Senator Hwang Testifies Against Proposal to Expand Slot Gambling in CT

February 11, 2015

Esteemed chairs and members of the Public Safety and Security Committee:

I am Senator Tony Hwang, and I am testifying in opposition to Proposed Bill No. 5378.

Given your Committee’s charge, to oversee matters concerning public safety and security, I hope when looking at this proposed bill through that lens you will see the costs of video slots far outweigh any perceived benefits.

Connecticut’s casinos may have gotten off to a spectacular start, attracting more than half their combined customers from out of state, creating 20,000 casino jobs, and sending hundreds of millions of dollars a year to the state treasury. But the monopoly that enabled that success is over, and with the jobs and revenue steadily declining, we are becoming increasingly aware of the casinos’ negative effects.

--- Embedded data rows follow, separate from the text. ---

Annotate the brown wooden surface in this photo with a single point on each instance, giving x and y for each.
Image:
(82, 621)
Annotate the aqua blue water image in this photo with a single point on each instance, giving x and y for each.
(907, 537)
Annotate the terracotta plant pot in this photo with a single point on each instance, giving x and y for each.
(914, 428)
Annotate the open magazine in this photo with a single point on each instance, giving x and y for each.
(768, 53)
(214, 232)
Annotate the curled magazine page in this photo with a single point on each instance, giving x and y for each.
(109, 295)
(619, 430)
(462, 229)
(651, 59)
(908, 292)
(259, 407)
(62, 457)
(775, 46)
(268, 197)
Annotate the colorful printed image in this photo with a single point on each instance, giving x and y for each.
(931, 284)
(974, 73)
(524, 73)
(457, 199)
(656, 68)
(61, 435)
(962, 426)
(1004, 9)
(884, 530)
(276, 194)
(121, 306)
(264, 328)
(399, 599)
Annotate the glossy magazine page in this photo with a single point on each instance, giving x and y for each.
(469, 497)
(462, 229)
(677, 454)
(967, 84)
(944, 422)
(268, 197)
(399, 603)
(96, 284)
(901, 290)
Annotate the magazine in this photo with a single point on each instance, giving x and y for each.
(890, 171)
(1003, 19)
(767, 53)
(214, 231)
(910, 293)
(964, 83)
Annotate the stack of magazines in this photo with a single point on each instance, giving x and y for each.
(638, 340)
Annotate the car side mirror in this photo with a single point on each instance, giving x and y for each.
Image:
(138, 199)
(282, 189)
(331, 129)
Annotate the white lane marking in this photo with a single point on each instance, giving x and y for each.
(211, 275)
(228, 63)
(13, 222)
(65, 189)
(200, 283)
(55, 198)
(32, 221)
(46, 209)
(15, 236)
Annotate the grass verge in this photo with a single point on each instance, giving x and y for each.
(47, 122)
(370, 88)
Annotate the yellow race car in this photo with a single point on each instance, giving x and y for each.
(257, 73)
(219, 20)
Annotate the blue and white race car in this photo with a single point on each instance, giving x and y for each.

The casinos have created a pervasive gambling culture in southeastern Connecticut; they’ve skewed the region’s economy heavily toward low-wage service jobs; and they were followed by a sharp spike in the number of Connecticut residents seeking treatment for gambling addiction.

Despite a steep drop in the U.S. crime rate, including a 42% decline in violent crimes for Connecticut since the casinos arrived, a study by Professor Francis Muska of Western Connecticut State University shows that violent crimes in towns surrounding the casinos declined by only 9 percent, while the value of property losses associated with those crimes skyrocketed by nearly 40 percent. Interviews conducted by Muska with police and judicial officials also indicated a significant increase in non-violent crimes, such as prostitution and drug use.

The study comes on the heels of a 2013 report from the Institute for American Values in New York on casino gambling’s growing impact on the nation as a whole. According to the report, the long-term costs of the new regional and local casinos exceed their benefits by 3-1. They drain wealth from communities, weaken nearby businesses, and spread gambling addiction while reducing volunteerism, civic participation, family stability, and other forms of social capital.

Proponents of this bill will likely point to potential revenues the state could reap from video slots, and how that is desperately needed given the intense budget pressures we face. Do we really want to balance our budget with money our own citizens lost at casinos? That simply does not feel morally sound, let alone sustainable.

Simply put, there is no location in Connecticut where we should authorize video slot machines, or any expansion of gambling for that matter. The numbers will never add up.